The ROBUSTREG Procedure

Leverage-Point and Outlier Detection

The regular variable LEVERAGE is defined as

\[ {\mbox{LEVERAGE }} = \left\{ \begin{array}{ll} 0 & {\mbox{ if }} \mr{RD}(\mb{x}_ i) \leq C(p) \\ 1 & {\mbox{ otherwise }} \end{array} \right. \]

where $C(p) = {\sqrt {\chi ^2_{p; 1-\alpha }}}$ is the cutoff value. $C(p)$ can be set by using the leverage CUTOFF= option, and $\alpha $ can be set by using the leverage CUTOFFALPHA= option.
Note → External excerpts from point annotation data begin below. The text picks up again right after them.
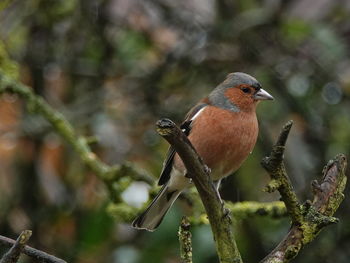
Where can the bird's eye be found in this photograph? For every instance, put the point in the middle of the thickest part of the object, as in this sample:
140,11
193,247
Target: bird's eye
246,90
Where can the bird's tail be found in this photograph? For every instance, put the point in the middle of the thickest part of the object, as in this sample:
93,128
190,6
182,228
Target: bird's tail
151,218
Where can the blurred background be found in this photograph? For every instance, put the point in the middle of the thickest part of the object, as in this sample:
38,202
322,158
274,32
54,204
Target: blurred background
114,67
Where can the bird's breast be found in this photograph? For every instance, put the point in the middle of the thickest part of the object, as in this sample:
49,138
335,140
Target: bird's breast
224,139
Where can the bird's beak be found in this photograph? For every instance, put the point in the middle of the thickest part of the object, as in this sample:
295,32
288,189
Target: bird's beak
262,95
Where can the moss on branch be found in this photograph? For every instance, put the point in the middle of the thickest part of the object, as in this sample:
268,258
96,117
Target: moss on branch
311,217
219,217
185,241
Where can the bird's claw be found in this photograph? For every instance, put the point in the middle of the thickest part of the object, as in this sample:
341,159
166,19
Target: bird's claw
207,170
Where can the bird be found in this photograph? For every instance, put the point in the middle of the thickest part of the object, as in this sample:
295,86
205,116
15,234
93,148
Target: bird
223,128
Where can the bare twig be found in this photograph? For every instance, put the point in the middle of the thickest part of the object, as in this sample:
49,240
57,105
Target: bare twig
185,241
32,252
219,218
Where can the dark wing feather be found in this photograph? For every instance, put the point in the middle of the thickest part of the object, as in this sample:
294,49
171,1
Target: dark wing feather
186,128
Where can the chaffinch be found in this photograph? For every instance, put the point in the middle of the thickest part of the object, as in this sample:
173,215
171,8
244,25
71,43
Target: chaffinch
223,128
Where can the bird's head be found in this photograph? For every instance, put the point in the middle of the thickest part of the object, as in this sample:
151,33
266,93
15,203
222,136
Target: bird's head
239,92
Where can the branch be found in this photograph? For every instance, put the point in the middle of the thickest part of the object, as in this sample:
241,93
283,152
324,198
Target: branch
29,251
241,210
280,181
80,144
309,219
12,256
219,218
185,241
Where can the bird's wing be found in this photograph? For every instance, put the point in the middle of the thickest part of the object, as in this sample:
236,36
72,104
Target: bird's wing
186,128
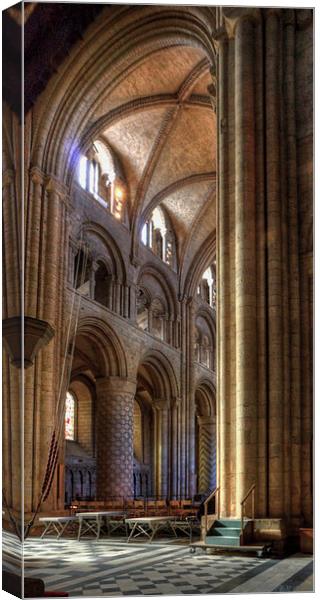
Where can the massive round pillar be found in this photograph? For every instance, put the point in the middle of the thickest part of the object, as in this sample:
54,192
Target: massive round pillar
207,454
114,431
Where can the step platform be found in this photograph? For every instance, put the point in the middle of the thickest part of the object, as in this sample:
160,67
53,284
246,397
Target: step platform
261,550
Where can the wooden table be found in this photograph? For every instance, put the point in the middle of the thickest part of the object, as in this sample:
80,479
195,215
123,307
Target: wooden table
56,524
149,526
93,521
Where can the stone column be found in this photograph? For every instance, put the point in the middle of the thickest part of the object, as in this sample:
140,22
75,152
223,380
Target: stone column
207,454
223,274
162,447
126,301
73,250
33,243
94,268
114,434
117,286
56,193
245,263
175,447
275,288
109,279
11,255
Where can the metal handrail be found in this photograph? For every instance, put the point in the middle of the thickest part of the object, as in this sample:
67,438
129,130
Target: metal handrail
206,502
243,501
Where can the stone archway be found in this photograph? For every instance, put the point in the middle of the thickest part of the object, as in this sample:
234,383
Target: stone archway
157,393
99,355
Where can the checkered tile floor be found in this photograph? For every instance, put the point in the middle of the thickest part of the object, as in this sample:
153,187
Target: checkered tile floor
110,567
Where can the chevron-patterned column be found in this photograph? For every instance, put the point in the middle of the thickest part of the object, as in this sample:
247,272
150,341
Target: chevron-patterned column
207,454
115,397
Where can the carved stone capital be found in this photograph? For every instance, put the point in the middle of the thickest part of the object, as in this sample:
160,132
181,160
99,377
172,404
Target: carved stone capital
161,404
37,176
206,421
116,386
7,177
37,334
233,16
53,186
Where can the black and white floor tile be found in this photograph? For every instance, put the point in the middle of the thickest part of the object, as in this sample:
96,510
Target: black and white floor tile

If projected robust distances are computed for a data set that has a low-dimensional structure, the default cutoff value is $C(q) = {\sqrt {\chi ^2_{q; 1-\alpha }}}$, where q is the dimensionality of the low-dimensional space. LEVERAGE is then defined as

\[ {\mbox{LEVERAGE }} = \left\{ \begin{array}{ll} 0 & {\mbox{ if POD}}(\mb{x}_ i)=0 {\mbox{ and PRD}}(\mb{x}_ i) \leq C(q) \\ 1 & {\mbox{ if POD}}(\mb{x}_ i)=0 {\mbox{ and PRD}}(\mb{x}_ i)>C(q) {\mbox{ (called in-plane leverage)}}\\ 1 & {\mbox{ if POD}}(\mb{x}_ i)>0 {\mbox{ (called off-plane leverage)}}\\ \end{array} \right. \]

where POD is the projected off-plane distance and PRD denotes the projected robust distance. You can specify a cutoff value by using the CUTOFF= or CUTOFFALPHA= suboption of the LEVERAGE option in the MODEL statement.

Residuals $ r_ i, i=1,\ldots ,n$, based on robust regression estimates are used to detect vertical outliers. The variable OUTLIER is defined as

\[ {\mbox{OUTLIER }} = \left\{ \begin{array}{ll} 0 & {\mbox{ if }} |r_ i| \leq k{\hat\sigma } \\ 1 & {\mbox{ otherwise }} \end{array} \right. \]

where ${\hat\sigma }$ is the estimated scale in the model and the multiplier $ k$ of the cutoff value is specified by the CUTOFF= option in the MODEL statement. By default, k = 3.

An ODS table called Diagnostics contains the LEVERAGE and OUTLIER variables.